The co-ordinator of the college’s recreation therapy program would show them how freshly baked banana chocolate chip muffins could be used to make the social isolation that’s come with the COVID-19 pandemic more bearable for those living in long-term care.
Wilkinson had heard from former students working at local nursing homes how visitor restrictions imposed to curb the spread of the novel coronavirus were taking their toll on residents. So she recruited Emma, 13, and Kate, 10, to the kitchen to bake up some perennial favourites they could sell to friends and family. Together, they would use the proceeds to purchase markers and specialized colouring books for residents with dementia to pass the time.
“I was learning from (former students) how life-altering the restrictions were for residents and how difficult it was to bring joy to residents so I wanted to do something,” Wilkinson said. “I was also looking for a project that would help (my daughters) do something meaningful and help them understand my work at the college.”
Wilkinson sent out an email to friends and family, and she, Emma and Kate set to work. The response, she said, was overwhelming. Everything from orders for Kate’s “killer banana chocolate chip muffins” to offers of flour donations poured in.
So did offers of help from others, including recreation therapy program graduate Jenna Derksen-Scott, who took a leave from her job at the Linhaven long-term care facility in St. Catharines to stay home with her three children.
“It was really heartwarming to see what she was trying to do,” Derksen-Scott said. “It spoke to my heart to be able to give back to the community at this time.
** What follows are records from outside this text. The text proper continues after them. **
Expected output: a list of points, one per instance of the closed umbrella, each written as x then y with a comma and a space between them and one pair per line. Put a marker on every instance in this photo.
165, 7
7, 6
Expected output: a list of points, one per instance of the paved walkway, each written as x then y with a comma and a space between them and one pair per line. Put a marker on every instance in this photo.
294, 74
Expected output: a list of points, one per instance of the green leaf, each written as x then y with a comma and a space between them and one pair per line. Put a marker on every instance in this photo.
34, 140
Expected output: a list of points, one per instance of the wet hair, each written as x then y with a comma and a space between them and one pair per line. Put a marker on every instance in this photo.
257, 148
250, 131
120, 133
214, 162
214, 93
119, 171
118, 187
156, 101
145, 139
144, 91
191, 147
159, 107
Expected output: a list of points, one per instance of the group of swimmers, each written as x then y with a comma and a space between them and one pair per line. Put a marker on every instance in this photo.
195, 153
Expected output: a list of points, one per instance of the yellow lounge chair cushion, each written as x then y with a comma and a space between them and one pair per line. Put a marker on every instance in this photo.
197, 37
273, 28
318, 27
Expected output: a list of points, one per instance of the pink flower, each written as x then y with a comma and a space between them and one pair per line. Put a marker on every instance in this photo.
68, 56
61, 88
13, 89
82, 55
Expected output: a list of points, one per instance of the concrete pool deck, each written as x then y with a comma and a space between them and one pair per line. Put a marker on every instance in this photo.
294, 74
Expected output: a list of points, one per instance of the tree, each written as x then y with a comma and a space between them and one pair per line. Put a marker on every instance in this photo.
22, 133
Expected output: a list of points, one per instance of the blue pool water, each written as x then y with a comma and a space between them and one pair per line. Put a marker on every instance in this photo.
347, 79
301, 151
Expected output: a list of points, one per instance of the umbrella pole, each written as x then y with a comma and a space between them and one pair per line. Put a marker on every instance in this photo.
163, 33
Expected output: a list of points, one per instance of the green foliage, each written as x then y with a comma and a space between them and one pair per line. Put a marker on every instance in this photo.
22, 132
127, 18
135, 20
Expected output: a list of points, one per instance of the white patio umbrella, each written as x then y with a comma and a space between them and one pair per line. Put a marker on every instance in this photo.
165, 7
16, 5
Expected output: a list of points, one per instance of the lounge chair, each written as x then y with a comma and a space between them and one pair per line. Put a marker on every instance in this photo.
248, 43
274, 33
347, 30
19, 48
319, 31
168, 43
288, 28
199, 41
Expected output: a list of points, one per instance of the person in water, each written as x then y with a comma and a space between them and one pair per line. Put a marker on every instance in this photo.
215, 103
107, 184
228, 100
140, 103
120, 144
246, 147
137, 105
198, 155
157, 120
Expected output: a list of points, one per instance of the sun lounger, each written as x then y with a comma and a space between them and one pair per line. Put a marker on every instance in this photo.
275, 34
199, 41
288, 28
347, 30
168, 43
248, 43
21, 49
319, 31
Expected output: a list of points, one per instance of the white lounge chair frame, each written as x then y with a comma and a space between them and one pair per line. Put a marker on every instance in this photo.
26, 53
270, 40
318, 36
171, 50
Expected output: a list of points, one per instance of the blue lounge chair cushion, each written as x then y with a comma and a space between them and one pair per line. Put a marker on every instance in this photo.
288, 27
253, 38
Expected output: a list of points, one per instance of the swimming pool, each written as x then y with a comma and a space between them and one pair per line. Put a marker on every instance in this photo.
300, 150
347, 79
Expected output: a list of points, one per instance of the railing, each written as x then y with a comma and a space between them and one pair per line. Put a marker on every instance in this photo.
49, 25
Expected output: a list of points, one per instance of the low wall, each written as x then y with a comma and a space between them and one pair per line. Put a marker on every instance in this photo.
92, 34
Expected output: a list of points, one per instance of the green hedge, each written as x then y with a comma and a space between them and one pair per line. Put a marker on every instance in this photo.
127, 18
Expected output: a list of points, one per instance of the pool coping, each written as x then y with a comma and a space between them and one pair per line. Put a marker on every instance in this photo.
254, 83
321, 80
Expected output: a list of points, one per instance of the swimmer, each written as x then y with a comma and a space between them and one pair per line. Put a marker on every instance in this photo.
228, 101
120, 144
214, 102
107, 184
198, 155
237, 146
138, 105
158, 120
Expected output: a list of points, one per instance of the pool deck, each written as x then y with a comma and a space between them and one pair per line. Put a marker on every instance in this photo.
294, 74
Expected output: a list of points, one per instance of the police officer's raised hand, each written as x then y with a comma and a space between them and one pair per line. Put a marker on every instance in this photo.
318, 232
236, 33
We started baking and selling and reaching out to close family and friends.”
With daughters Bella and Kira, 13, and Olivia 5, on baking, packaging and delivery duty, they contributed $600 to the effort.
All in, Wilkinson’s drive raised more than $4,600 for 414 colouring books from DementiAbility Enterprises, where Wilkinson is also a trainer. The markers and colouring books were donated to all 33 long-term care homes in Niagara between May 5 and June 24.
The books and markers are easily sanitized for safe use by residents who have largely been confined to their rooms since the pandemic started.
“It was just an amazing rally of support,” Wilkinson said. “It just touches so many people. There are very few people who aren’t touched by dementia. It was not difficult to get people behind the project.”
Better still was being able to deliver the donations to some of her former students working on the front lines during the pandemic.
Shara Gibbons, a recreation therapist at T. Roy Adams Centre for Dementia Care at Linhaven, was one of them. The centre was among the first to receive a delivery from Wilkinson and her daughters on May 9.
They were much needed and appreciated, Gibbons said. The donations have enabled residents to pass the time independently or one on one with either herself or another recreation therapist at the centre.
One of them is an artist, whose colouring projects Gibbons and her colleagues have put on display for the woman.
“She loves to see her art hung up on the wall. It’s a very pleasant experience for her. It’s very therapeutic,” Gibbons said. “The colouring books were a great thing to bring in at a time like this because it’s a one-on-one, meaningful activity.”
Now that every home has received a donation, Wilkinson is cooking up ideas for a second phase of the project.
“People still want to be involved,” she said. “We’ll find something to keep going, for sure.”